IV. Other lacunae in the WBP Bill:
The Lok Sabha passed the WBP Bill in 2011 after the Government incorporated several amendments to strengthen it based on the recommendations of the Department-related Parliamentary Standing Committee on Personnel, Public Grievances, Law and Justice. The Parliamentary Committee made these recommendations after holding consultations with representatives of civil society and the bureaucracy. Nevertheless the WBP Bill is weak in many respects as it falls short of international best practice standards on whistleblower protection for the reasons given below:
- The Bill does not permit a whistleblower to complain about acts of corruption, willful abuse of power or willful misuse of discretion or offences committed by the Prime Minister or any of the Chief Ministers;
- Lokpal and Lokayuktas that will be established if the Lokpal & Lokayuktas Bill 2011 becomes law, will have no role to play in the scheme of the WBP Bill.
- The WBP Bill does not recognize whistleblowing against human rights violations and unlawful acts affecting the environment, public health and safety as valid. This remains as a major despite strong civil society demand for its inclusion.
- The WBP Bill does not specify a procedure for inquiring into complaints of about acts of corruption, willful abuse of power or willful misuse of discretion or offences committed by members of the lower judiciary because the inquiry procedure that other competent authorities will adopt under Chapter III of the Bill is not suitable for the lower judiciary.
- Many States have not established the institution of Lokayukta or State Vigilance Commission. Where such bodies do not exist, the WBP Bill permits the State Government to designate any authority to inquire into complaints of wrongdoing and protect the whistleblower. This is an unsatisfactory arrangement because these bodies are likely to be government-controlled and their effectiveness in inquiring into complaints and protecting whistleblowers may be compromised.
- There is no time limit for the competent authorities identified in the WBP Bill to complete inquiries into whistleblower complaints. This is left to the respective Governments to stipulate in the Rules using their rule-making power. This may lead to endless delays and pendency of complaints with the competent authorities.
- The WBP Bill however, does not include a definition of ‘victimisation’ of the whistleblower despite the Parliamentary Committee recommending one.
- The WBP Bill does not contain any mechanism for protecting RTI users who turn whistleblowers despite the Parliamentary Committee’s recommendation that such a mechanism be included in the law.

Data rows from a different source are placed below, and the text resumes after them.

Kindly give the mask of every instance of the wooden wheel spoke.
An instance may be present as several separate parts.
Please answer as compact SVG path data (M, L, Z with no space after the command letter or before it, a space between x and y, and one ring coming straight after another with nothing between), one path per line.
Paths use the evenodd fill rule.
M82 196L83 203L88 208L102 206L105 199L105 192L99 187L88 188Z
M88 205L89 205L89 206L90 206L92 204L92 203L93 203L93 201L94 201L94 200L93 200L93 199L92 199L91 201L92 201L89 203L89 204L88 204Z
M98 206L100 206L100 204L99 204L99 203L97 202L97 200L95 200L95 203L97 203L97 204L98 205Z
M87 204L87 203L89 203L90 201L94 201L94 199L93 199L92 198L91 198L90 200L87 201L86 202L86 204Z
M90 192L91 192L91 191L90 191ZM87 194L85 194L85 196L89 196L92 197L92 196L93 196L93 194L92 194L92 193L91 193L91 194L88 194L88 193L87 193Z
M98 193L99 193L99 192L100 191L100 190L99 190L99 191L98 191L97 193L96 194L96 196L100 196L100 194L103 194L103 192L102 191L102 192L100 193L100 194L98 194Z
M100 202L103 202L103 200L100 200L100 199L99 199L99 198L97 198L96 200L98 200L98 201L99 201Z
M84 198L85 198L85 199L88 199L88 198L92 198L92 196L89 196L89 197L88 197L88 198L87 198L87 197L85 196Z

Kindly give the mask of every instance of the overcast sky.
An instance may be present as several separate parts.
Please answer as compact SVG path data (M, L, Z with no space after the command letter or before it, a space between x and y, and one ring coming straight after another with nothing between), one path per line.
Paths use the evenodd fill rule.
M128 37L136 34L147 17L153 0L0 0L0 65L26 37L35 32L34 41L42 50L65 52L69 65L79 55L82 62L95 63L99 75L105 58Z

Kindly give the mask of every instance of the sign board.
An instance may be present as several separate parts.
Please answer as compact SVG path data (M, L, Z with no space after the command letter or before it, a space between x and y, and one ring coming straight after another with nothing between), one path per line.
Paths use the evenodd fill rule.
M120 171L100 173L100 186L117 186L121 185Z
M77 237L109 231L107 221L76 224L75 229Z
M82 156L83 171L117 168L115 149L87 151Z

- The WBP Bill does not protect persons who volunteer to give additional information related to a whistleblower complaint that is under inquiry.
- The WBP Bill does not cover the private sector despite the Second Administrative Reforms Commission recommending its inclusion in a comprehensive whistleblower protection law.
The WBP Bill does not permit a whistleblower to publicise the allegations of wrong doing and related facts through the media when authorities fail to take adequate action on a complaint.